Anonyme et le Vent : Une Nuit de Sexe Brut en Hôtel de Passage
Le vent hurle dehors, contre les vitres du bar d’aéroport. Je suis Anonyme, valise à roulettes calée au pied du tabouret. Loin de chez moi, de mes repères. Libre. Un whisky sec glisse dans ma gorge, brûlant juste ce qu’il faut. La lumière tamisée danse sur les verres, le ronronnement des moteurs lointains vibre dans l’air. Il entre, costume froissé, regard qui accroche le mien. Pas de nom. Juste un sourire en coin. Le vent soulève ma jupe légère quand j’ai traversé le hall, comme une invitation obscène. On parle peu. Météo. Voyages. Ses yeux descendent sur mes cuisses. Les miennes sur sa chemise tendue. ‘Chambre 312 ?’ murmure-t-il. Je hoche la tête. Pas de résistance. Le frisson de l’imprévu m’envahit, comme le vent qui s’introduit partout, sans permission.
L’ascenseur pue le tabac froid. Nos corps se frôlent déjà. Sa main effleure ma hanche. Porte claque. Chambre d’hôtel anonyme, draps frais qui craquent sous nos pas. Lumière feutillée du néon extérieur filtre à travers les rideaux. Le vent gifle la fenêtre, mer déchaînée au loin, amants furieux. Il m’attrape par la nuque, bouche vorace sur la mienne. Goût de bière et de désir. ‘T’es une salope en vadrouille ?’ grogne-t-il. ‘Et toi, un chien en rut.’ Je ris, mordille sa lèvre. Chemisier arraché, soutif qui saute. Ses doigts粗ent mes seins, pincent les tétons durcis. Jupe relevée, cul nu contre le bord du lit. Fraîcheur des draps sur ma peau brûlante. Il s’agenouille, langue qui fouille ma chatte déjà trempée. ‘Putain, t’es bonne.’ Je gémis, ongles dans ses cheveux. Le vent cogne, rythme nos souffles haletants.

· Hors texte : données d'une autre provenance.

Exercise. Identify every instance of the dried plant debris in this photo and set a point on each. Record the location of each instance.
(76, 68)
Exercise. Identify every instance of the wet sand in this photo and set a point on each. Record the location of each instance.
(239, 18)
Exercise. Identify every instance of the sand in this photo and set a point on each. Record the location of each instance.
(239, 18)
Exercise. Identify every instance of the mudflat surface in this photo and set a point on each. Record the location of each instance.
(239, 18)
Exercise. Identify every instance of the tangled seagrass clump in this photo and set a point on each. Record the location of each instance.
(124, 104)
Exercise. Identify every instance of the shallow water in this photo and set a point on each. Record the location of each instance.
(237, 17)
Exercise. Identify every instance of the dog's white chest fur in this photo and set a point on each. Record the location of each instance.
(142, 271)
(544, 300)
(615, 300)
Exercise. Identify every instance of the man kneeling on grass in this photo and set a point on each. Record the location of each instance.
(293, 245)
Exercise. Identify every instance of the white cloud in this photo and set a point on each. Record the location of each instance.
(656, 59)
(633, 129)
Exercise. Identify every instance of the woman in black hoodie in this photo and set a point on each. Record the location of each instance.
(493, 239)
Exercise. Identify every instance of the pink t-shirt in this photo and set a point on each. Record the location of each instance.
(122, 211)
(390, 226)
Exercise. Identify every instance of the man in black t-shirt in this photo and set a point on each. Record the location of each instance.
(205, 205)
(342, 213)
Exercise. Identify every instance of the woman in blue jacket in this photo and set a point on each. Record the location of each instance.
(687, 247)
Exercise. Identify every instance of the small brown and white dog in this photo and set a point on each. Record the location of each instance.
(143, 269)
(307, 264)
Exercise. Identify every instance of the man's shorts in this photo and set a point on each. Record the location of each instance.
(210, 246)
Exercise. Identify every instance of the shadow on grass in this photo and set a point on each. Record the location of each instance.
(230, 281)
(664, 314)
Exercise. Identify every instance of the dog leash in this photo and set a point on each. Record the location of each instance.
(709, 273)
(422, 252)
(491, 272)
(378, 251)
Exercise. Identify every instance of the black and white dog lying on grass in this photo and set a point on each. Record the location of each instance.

L’Approche : Le Frisson de la Rencontre Fortuite
Il se redresse, bite sortie, veinée, raide comme le vent révolté. ‘À genoux, suce-moi.’ J’obéis, lèvres autour de son gland salé. Glouglous obscènes, salive qui coule. Il me baise la bouche, hanches en avant, ‘Avale tout, salope.’ Je tousse, excité. Puis il me jette sur le lit. Jambes écartées, il enfonce d’un coup. ‘T’es serrée, bordel.’ Coups de reins brutaux, matelas qui grince. Mes cris se perdent dans la nuit inconnue, vent qui emporte tout. ‘Plus fort, défonce-moi !’ Je hurle, ongles dans son dos. Il me retourne, à quatre pattes, fesse claqué. Bite qui tape au fond, couilles qui giflent ma chatte. Sueur qui dégouline, odeurs de sexe cru. ‘Je vais te remplir, pute anonyme.’ Orgasme qui explose, vagues comme la mer pulvérisée par le vent. Il jouit en grognant, sperme chaud qui gicle dedans. On s’effondre, cœurs battants, vent complice dehors.
Aube pointe, grisâtre. Je me lève, corps endolori, marqué. Il dort, nu, bite molle. Je boucle ma valise en silence. Draps froissés, capote usagée roulée dans la poubelle. Clés rendues au desk, sourire poli à la réceptionniste. Taxi dehors, vent tiède maintenant, canicule naissante. Il soulève les jupes des filles, mais pas la mienne cette fois. Je repars, étrangère. Lui ? Un souvenir flou, effacé par le trajet. Le vent salue la vie, emporte les traces. Prochaine escale m’attend, anonyme toujours.